Неодолимой тяжестью навалилась на нее тоска, сковала, подмяла, лишила воли. Сидела Дарья в темной комнате, стучал в стекло дождь, Нюрка тихо всхлипывала. Неизвестная Каменка, деревня, похожая на Леоновку, представилась Дарье, братская могила, Василий без гроба, с другими павшими солдатами в этой могиле. Может, неловко лежит, рука подвернулась либо голова запрокинулась... Ничего не поправишь теперь. И все равно ему.
И вдруг ясно, трезво представила себе Дарья долгие одинокие годы, какие придется ей жить с пустотой в сердце, без ласки и помощи. Одной работать, одной детей растить, одной ночи долгие тосковать. Надвое раскромсал ее жизнь малый листочек в сером конверте, счастье минувшее отсек. Не от кого больше ждать писем. Не для чего ждать конца войны. Ребятам расти безотцовщиной. Мне вековать вдовой.
Дарья тяжело, будто разом постарев на десяток лет, поднялась со стула. Всего горя зараз не перегорюешь. Надо жить.
ЧАСТЬ ЧЕТВЕРТАЯ
ВДОВА
1
Девятого мая тысяча девятьсот сорок пятого года воздвигала история завершающий рубеж на самой кровавой из войн. Последние языки адского пламени, поглотившего миллионы жизней, затоптал советский солдат на мостовой того самого города, где раздувал его фашизм в безумной надежде покорить мир.
В Серебровск возвращались демобилизованные фронтовики. В декабре приехал из госпиталя Михаил Кочергин. Настя, обалдев от радости, носилась по Серебровску, созывая гостей. Не умела она радоваться в одиночку. Да и Михаилу не терпелось увидеться с прежними друзьями.
Дарье не хотелось идти к Кочергиным. Чужое счастье не радует, коли своего нету... Но посовестилась Настю обидеть. И на людях давно не была. Подумала: «Сижу, как мышь в норе, одичала вовсе». И пошла.
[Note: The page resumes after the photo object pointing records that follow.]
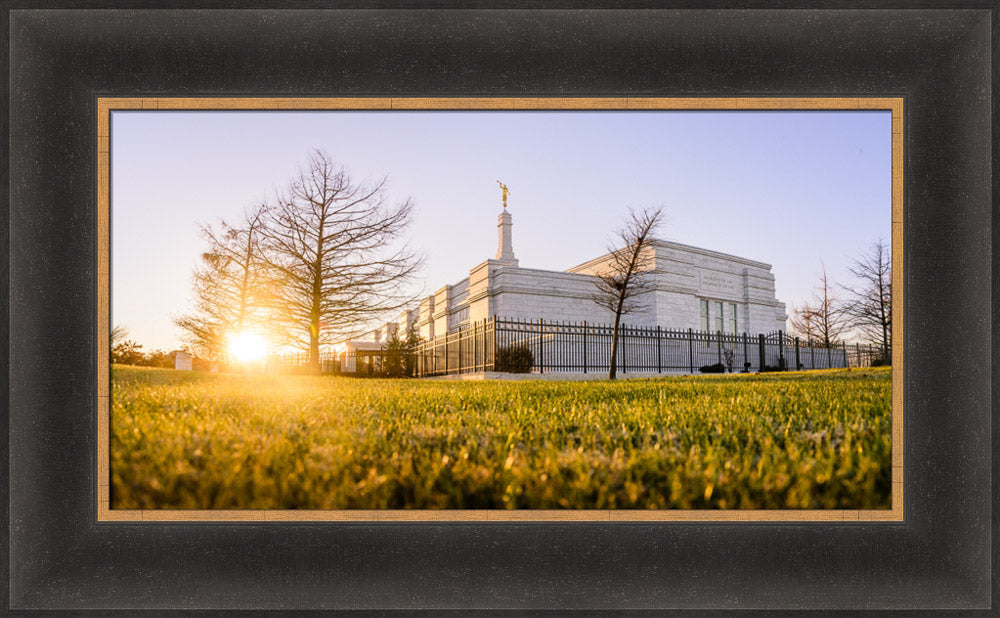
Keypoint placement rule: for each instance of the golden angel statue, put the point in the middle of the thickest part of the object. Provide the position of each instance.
(505, 190)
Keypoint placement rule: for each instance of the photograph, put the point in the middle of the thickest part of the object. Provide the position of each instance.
(480, 310)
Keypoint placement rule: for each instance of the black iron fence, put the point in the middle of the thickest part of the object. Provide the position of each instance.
(543, 347)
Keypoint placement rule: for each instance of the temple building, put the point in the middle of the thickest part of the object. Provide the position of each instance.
(692, 288)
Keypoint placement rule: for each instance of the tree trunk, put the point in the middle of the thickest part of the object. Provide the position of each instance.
(314, 347)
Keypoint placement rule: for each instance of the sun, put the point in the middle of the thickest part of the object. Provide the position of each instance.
(247, 347)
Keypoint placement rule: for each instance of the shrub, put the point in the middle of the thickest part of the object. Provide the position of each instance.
(514, 359)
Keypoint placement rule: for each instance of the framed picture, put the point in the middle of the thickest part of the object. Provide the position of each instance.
(187, 444)
(929, 69)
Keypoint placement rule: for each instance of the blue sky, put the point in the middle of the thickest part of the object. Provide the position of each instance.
(786, 188)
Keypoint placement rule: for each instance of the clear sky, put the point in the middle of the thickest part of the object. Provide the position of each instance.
(786, 188)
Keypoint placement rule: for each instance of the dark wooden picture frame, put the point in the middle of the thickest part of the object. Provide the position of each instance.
(62, 557)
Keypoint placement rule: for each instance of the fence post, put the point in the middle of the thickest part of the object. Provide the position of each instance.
(541, 346)
(691, 349)
(659, 351)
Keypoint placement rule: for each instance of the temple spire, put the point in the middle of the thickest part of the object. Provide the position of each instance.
(505, 248)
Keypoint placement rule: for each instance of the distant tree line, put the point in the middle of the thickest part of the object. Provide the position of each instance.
(314, 265)
(862, 310)
(127, 351)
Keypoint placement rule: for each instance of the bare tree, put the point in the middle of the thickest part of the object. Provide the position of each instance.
(822, 320)
(870, 305)
(335, 249)
(230, 285)
(625, 275)
(804, 322)
(118, 334)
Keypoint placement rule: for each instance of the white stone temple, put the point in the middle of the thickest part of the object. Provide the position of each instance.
(692, 288)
Время для начала пира Настя выбрала раннее, только чуть начало смеркаться. Дарья осторожно шла по обледеневшему тротуару, полуботинки скользили, того гляди шлепнешься... Вдруг неизвестно с чего — может, оттого, что шла к вернувшемуся с войны фронтовику, вспомнился ей День Победы. Солнечный был день, люди все повысыпали из домов, целовались и плакали, музыка играла, радость мешалась с горем, праздник был и поминки... Да вот и сейчас: к Насте вернулся, а мой-то... Мне не дождаться.
Невдалеке от барака, в котором жили Кочергины, увидала Дарья высокого человека в офицерской шинели и с палочкой в руке. Человек прямо держал голову, шел осторожно и палочкой нащупывал дорогу. Наум Нечаев. Незрячим вернулся с войны. Да что ж его Ольга одного отпустила?
Но тут как раз стукнула дверь барака, и вышла Ольга. И она была в шинели. Дом Нечаевых сгорел во время войны, вещички еще до того порастащили соседи. Выделил директор завода двоим фронтовикам комнатку в бараке, разрешил взять из заводского общежития во временное пользование две койки, два стула и стол. С тем и начали заново строить мирную жизнь.
Дарья подождала Ольгу, взяла за локоть.
— Что ж не вместе идете? — кивнув на Наума, который шагах в пяти перед ними постукивал своей палочкой по обледеневшему тротуару, спросила Дарья.